Elizabeth Pakenham, Countess of Longford, CBE (née Harman; 30 August 1906 – 23 October 2002), better known as Elizabeth Longford, was a British historian. She was a member of the Royal Society of Literature and was on the board of trustees of the National Portrait Gallery in London. She is best known as a historian, especially for her biographies of 19th-century luminaries such as Queen Victoria (1964), Lord Byron (1976) and the Duke of Wellington (2 vol 1969).

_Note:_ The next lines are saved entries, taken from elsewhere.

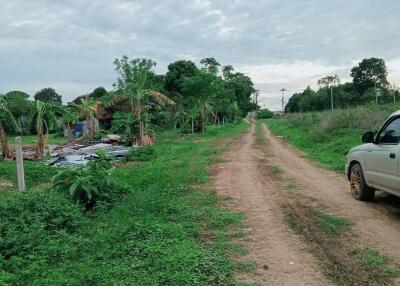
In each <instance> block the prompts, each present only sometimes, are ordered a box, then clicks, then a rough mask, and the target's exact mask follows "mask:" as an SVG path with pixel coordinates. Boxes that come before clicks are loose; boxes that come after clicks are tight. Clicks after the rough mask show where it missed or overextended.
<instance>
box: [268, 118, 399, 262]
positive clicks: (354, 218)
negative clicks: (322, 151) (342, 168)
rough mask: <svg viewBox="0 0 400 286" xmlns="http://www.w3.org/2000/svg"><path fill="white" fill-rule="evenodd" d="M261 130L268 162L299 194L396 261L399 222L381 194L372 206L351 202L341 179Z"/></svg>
mask: <svg viewBox="0 0 400 286" xmlns="http://www.w3.org/2000/svg"><path fill="white" fill-rule="evenodd" d="M263 127H264V135H265V138H266V140H268V142H269V143H270V148H271V151H272V153H273V154H274V156H273V157H272V158H271V159H272V161H273V162H274V163H275V164H277V165H279V166H281V167H282V168H283V170H284V172H285V175H287V176H288V177H289V178H292V179H294V180H295V182H296V184H297V186H298V187H299V188H300V189H301V192H302V193H304V194H305V195H307V196H309V197H311V198H315V199H317V200H318V201H320V202H322V203H324V204H325V205H326V206H327V207H328V208H329V210H330V211H331V212H333V213H335V214H338V215H341V216H344V217H346V218H348V219H349V220H350V221H351V223H352V228H353V230H354V232H355V234H356V235H358V240H359V243H360V244H361V245H365V246H369V247H373V248H374V249H377V250H379V251H381V252H382V253H384V254H385V255H387V256H389V257H392V258H393V259H395V260H398V261H400V219H399V218H394V217H393V216H392V215H391V214H390V213H389V212H388V208H387V207H388V205H387V204H386V205H385V203H384V202H382V201H383V200H382V199H381V198H379V196H381V195H382V194H378V195H377V197H378V198H377V200H376V201H375V202H372V203H365V202H359V201H356V200H354V199H353V198H352V196H351V193H350V191H349V183H348V181H347V179H346V177H345V176H344V175H340V174H337V173H335V172H332V171H328V170H324V169H322V168H320V167H318V166H316V164H314V163H312V162H310V161H309V160H307V159H305V158H304V156H303V155H302V154H301V152H299V151H297V150H295V149H294V148H293V147H291V146H290V145H289V144H288V143H286V142H283V141H282V140H280V139H278V138H276V137H275V136H272V135H271V132H270V131H269V130H268V128H267V127H266V126H265V125H264V126H263ZM392 199H393V200H396V198H392Z"/></svg>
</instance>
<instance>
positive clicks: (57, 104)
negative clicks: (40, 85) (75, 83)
mask: <svg viewBox="0 0 400 286" xmlns="http://www.w3.org/2000/svg"><path fill="white" fill-rule="evenodd" d="M34 98H35V101H38V100H40V101H43V102H46V103H49V104H55V105H61V104H62V96H61V95H59V94H58V93H57V92H56V91H55V90H54V88H51V87H46V88H43V89H41V90H39V91H38V92H36V93H35V96H34Z"/></svg>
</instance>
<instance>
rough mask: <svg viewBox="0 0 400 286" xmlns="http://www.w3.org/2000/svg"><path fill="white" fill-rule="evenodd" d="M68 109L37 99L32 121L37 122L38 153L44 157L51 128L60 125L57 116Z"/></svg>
mask: <svg viewBox="0 0 400 286" xmlns="http://www.w3.org/2000/svg"><path fill="white" fill-rule="evenodd" d="M65 113H66V111H65V110H64V109H63V108H62V107H61V106H59V105H54V104H50V103H47V102H43V101H40V100H37V101H36V102H35V108H34V109H33V110H32V113H31V114H30V119H31V122H33V123H34V124H35V128H36V132H37V146H36V155H37V157H38V158H43V155H44V143H45V140H46V138H47V135H48V134H49V131H50V130H53V129H54V128H55V127H58V126H59V121H58V120H57V116H62V115H63V114H65Z"/></svg>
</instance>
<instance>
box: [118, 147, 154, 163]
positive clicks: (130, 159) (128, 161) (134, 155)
mask: <svg viewBox="0 0 400 286" xmlns="http://www.w3.org/2000/svg"><path fill="white" fill-rule="evenodd" d="M154 158H155V152H154V147H153V146H144V147H139V148H135V147H134V148H131V150H129V153H128V154H127V155H126V156H125V158H124V161H125V162H132V161H139V162H146V161H150V160H152V159H154Z"/></svg>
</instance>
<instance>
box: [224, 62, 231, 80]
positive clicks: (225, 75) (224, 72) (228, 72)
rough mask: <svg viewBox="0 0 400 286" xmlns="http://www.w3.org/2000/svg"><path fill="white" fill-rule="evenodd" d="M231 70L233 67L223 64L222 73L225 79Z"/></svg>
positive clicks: (228, 77) (229, 76)
mask: <svg viewBox="0 0 400 286" xmlns="http://www.w3.org/2000/svg"><path fill="white" fill-rule="evenodd" d="M233 70H234V69H233V67H232V66H231V65H227V66H223V67H222V75H223V76H224V78H225V79H229V77H230V76H231V75H232V72H233Z"/></svg>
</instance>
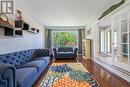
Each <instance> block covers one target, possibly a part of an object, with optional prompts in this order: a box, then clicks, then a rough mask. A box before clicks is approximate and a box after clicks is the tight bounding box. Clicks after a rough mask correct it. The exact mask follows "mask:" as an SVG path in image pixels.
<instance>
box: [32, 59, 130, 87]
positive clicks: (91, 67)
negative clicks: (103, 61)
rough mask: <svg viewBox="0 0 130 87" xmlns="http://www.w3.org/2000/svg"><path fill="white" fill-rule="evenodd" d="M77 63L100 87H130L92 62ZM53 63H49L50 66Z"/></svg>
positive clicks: (35, 82)
mask: <svg viewBox="0 0 130 87" xmlns="http://www.w3.org/2000/svg"><path fill="white" fill-rule="evenodd" d="M77 61H78V62H81V63H82V64H83V65H84V66H85V67H86V69H87V70H88V71H89V72H90V73H91V74H92V75H93V77H94V78H95V79H96V80H97V81H98V82H99V84H100V85H101V86H102V87H130V83H129V82H127V81H125V80H124V79H122V78H120V77H119V76H117V75H115V74H114V73H112V72H111V71H109V70H107V69H106V68H104V67H102V66H100V65H98V64H97V63H95V62H94V61H92V60H85V59H82V58H78V59H77ZM55 62H56V63H65V62H76V61H73V60H57V61H55ZM52 63H53V61H51V63H50V65H51V64H52ZM50 65H49V66H50ZM49 66H48V67H49ZM47 71H48V68H47V69H46V71H45V72H43V73H42V74H41V76H40V77H39V79H38V80H37V81H36V82H35V84H34V86H33V87H39V84H40V82H41V81H42V79H43V78H44V76H45V74H46V73H47Z"/></svg>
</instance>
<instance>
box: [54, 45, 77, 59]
mask: <svg viewBox="0 0 130 87" xmlns="http://www.w3.org/2000/svg"><path fill="white" fill-rule="evenodd" d="M53 51H54V57H55V59H75V60H76V58H77V51H78V48H74V47H57V48H54V49H53Z"/></svg>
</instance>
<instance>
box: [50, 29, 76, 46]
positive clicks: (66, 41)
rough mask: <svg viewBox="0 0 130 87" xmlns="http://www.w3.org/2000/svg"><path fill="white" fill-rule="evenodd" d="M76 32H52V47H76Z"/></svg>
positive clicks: (62, 31)
mask: <svg viewBox="0 0 130 87" xmlns="http://www.w3.org/2000/svg"><path fill="white" fill-rule="evenodd" d="M77 44H78V31H53V32H52V47H57V46H73V47H77V46H78V45H77Z"/></svg>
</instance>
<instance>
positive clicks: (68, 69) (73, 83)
mask: <svg viewBox="0 0 130 87" xmlns="http://www.w3.org/2000/svg"><path fill="white" fill-rule="evenodd" d="M39 87H100V85H99V84H98V83H97V82H96V81H95V79H94V78H93V76H92V75H91V74H90V73H89V72H88V71H87V70H86V68H85V67H84V66H83V65H82V64H81V63H53V64H52V65H51V67H50V68H49V70H48V72H47V74H46V76H45V77H44V79H43V80H42V82H41V83H40V86H39Z"/></svg>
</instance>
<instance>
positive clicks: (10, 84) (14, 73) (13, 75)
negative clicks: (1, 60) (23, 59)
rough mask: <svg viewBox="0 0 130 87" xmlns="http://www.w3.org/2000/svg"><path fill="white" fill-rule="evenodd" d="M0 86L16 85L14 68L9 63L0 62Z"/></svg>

The daughter of eye specialist Nathaniel Bishop Harman, she was educated at the Francis Holland School, and was an undergraduate at Lady Margaret Hall, Oxford. "Able, articulate and beautiful", in the words of The New York Times, she was "the Zuleika Dobson of her day, with undergraduates and even dons tumbling over one another to fall in love with her". A few years after her graduation, on 3 November 1931, she married Frank Pakenham, later 7th Earl of Longford, who died in August 2001. Her obituary by the BBC said the marriage was "famously harmonious." The New York Times, in its review of The Pebbled Shore, called Lady Longford "easily the best writer in what is predominantly a literary family".
She and her husband were both devout Roman Catholic converts, Lady Longford having been raised a Unitarian, and avid social reformers. The Longfords had eight children, among them the writers Lady Antonia Fraser, Lady Rachel Billington, Judith Kazantzis, and Thomas Pakenham.